Oh yeah, and want to know the coolest part about this project? This pasta maker was purchased from JC Penney circa 1980 (possibly earlier) for $19.99, my mom gave it to me for keeps this year and it's the best. It's in its original box with price tag and all. The same machine will now set you back between $60-100, but it's worth it.  Otherwise a rolling pin, a ruler (to measure the dough's thickness) and a sharp knife can get the job done.     

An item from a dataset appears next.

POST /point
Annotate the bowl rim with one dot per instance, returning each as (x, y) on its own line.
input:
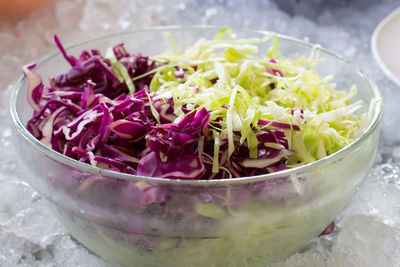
(372, 125)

the rolled dough ready to be cut

like magic, the dough turns to spaghetti

spaghetti, basil spaghetti and fettuccine
INGREDIENTS:
1 and 1/4 cups fresh basil leaves
3 cups flour
3 eggs
1/4 cup plus 1 tablespoon water
2 teaspoons olive oil


Place the basil in a food processor, cover and process until finely chopped. Add flour, process until blended. Add eggs, water, and oil. Process 15 - 20 seconds or until dough forms a ball. Turn onto a floured surface; knead until smooth and elastic, about 8 - 10 minutes. Cover and let rest for 30 minutes. Divide into fourths. Follow your pasta maker's instructions on rolling the dough to the desired thickness.  

Wednesday, July 14, 2010

a pizza pie

thank you for your patience during this blogging hiatus.  I have been wrapped up in other activities, eating meals mostly out and not doing so much of the cooking. I have been visiting the farmers markets weekly and stocking up on mounds of fresh produce and then consuming it, but the cooking I've done as of late has been more of just an assembly of those ingredients, which creates good and edible food,  just not exactly the sorts of things that have recipes that might inspire others to get working in the kitchen. And so I find myself with almost a month gone by and no new posts. eeek.  not cool. baby steps to more cooking and more sharing.  this is the first of such baby steps.  a pizza creation, which will either bring you disgust or joy at the combination of toppings employed. especially if you are firmly "not a caper person", of which I can name three, you know who you are. herb trader joe's crust, capers, pineapple and red onions. sounds gross. tasted good. preconceived notions are often deceiving. nothing like a little life lesson tucked in a recipe blog. whatevs, like I said, baby steps.


If you do choose to make this the list is simple, herb pizza crust, any red sauce, grated mozzarella, sliced red onions, pineaple chunks and capers. and you've got yourself a meal.